Ma première hypothèse est que l’hypermobilisation du design est quelque chose comme un somnifère : un outil de dépolitisation qui a pour fonction de nous amener à fermer les yeux sur les enjeux politiques, les rapports de force et de domination à l'œuvre. Un filtre occultant, qui permet d’invisibiliser les responsabilités. Ou encore, de les externaliser : en cas de complication, on dira : “c’est un problème de design”. C’est pas moi, c’est lui. Mais qui lui ? 

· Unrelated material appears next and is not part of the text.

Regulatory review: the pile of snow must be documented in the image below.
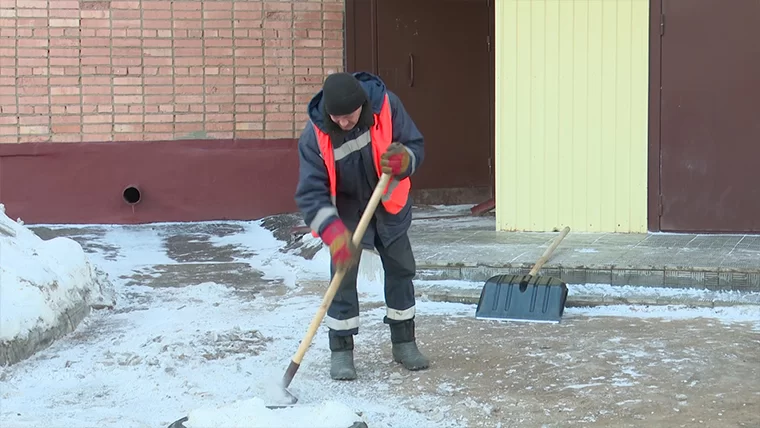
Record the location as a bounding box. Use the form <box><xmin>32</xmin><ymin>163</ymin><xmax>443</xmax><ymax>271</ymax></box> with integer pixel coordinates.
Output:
<box><xmin>183</xmin><ymin>398</ymin><xmax>363</xmax><ymax>428</ymax></box>
<box><xmin>0</xmin><ymin>204</ymin><xmax>114</xmax><ymax>343</ymax></box>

Le design, entité abstraite et fantomatique, trompe-l'œil designé pour se défausser impunément d’une responsabilité encombrante. Sauf que non, ce n’est pas exactement un problème de design. Le design n’est pas tant la cause, que l’incarnation de choix et de partis pris politiques.

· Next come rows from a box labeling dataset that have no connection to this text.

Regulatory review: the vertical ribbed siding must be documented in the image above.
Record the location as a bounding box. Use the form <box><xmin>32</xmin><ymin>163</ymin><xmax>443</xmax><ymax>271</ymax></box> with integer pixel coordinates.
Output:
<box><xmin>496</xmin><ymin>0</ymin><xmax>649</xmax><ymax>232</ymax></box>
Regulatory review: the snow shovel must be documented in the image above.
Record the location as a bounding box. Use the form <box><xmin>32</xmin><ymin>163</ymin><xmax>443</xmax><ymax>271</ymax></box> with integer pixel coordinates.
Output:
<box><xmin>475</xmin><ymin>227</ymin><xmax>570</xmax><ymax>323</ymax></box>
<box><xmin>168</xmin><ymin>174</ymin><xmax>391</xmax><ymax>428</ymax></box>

La captation de l’attention par les réseaux sociaux, l’obsolescence programmée des machines, l’absence d’accès aux personnes en situation de handicap...  À qui la faute ? 


Je vous vois venir… C’est tentant, je sais, mais non. Pas la faute au design. Aux designers peut-être ? À la rigueur, et encore, à condition de savoir de quoi l’on parle, ce qui est au fond une gageure pour un métier si énigmatique et protéiforme. Designer ou pas, la responsabilité doit être imputée à celleux qui ont pensé - conçu - le réseau social, la machine à laver, la station de métro. Or cette responsabilité est collective et complexe. Elle est faite de déterminations inconscientes et de décisions conscientes. D’héritages culturels et de volontés de puissance. L’ingénierie, l’urbanisme, le commercial, l’audiovisuel, les propositions artistiques, le gouvernement et ses représentant-e-s constituent, avec d’autres encore, un nœud de responsabilité qui commande et fonde les choix de design. 

Comment se situent les designers ? Quel est leur rôle ? À quels moments doivent-iels  intervenir ? Autant de designers, autant de vérités. 

Et si “le designer” était une catégorie utilisée précisément pour catalyser et assumer les responsabilités des autres métiers attenants, les libérant ainsi d’un fardeau embarrassant ?


Il faut conclure et je n’ai pas toutes mes réponses. Seulement une chose : les choix de design sont le lieu et l’incarnation tangible des choix et des décisions politiques qui sont prises chaque jour. Ce sont ces décisions et ces renoncements ainsi que celleux qui les prennent et les font, que nous devons questionner. S’en remettre à la catégorie “design”, l’invoquer comme une entité autonome (et mystérieuse) contre laquelle on ne peut rien ou à laquelle on doit tout, c’est une façon de faire du design un refuge imaginaire dans lequel on se permet de déporter les responsabilités. Les actes de conception découlent de décisions et de visions du monde qu’ils prolongent, mais qui les précèdent. Ils sont moins une cause qu’un indicateur. Un véhicule plutôt qu’une force créatrice. Ce n’est donc jamais le design le problème, même si c’est toujours à travers lui que le problème se pose, s’incarne et se répand. 


Plusieurs questions restent ouvertes : quelle autonomie pour le design en tant que discipline ? Eu égard au fait que “rien ne se passe jamais comme prévu”, peut-on vraiment considérer l’acte de conception comme un pur acte d’exécution ou bien faut-il lui reconnaître une dimension créatrice ? Enfin, que nous dit la place accordée au métier de designer et les caractéristiques qui lui sont attribuées (pensée systémique, réflexivité, prise de recul, itération, etc.) de ce qui fait défaut dans les diverses pratiques professionnelles, dans tous les domaines ? Quelle alliance entre les concepts de “design” et de “méthode” : pourquoi la réduction de l’un à l’autre est-elle problématique et que révèle-t-elle ? 


Pour l’heure, il est temps de remettre les pendules à l’heure et les responsabilités à leurs places : le design n’est pas en tant que tel une solution, pas plus qu’une menace. Les espoirs et les dangers sont ailleurs - le design et son indéfinition originaire en sont le terrain de jeu. Les designers ne sont pas des traîtres pour être, à leur tour, en proie aux contradictions que vous savez. Alors une dernière chose, à quoi je vous engage : chaque fois que vous entendrez ou que vous emploierez dorénavant le terme “design”, demandez-vous par quel autre terme il pourrait être remplacé et ce qu’apporte, permet ou empêche le choix de ce terme-là plutôt qu’un autre. Vous serez surpris-e-s... 


C’est dans le design que tout se joue, mais ce n’est pas le design qui joue.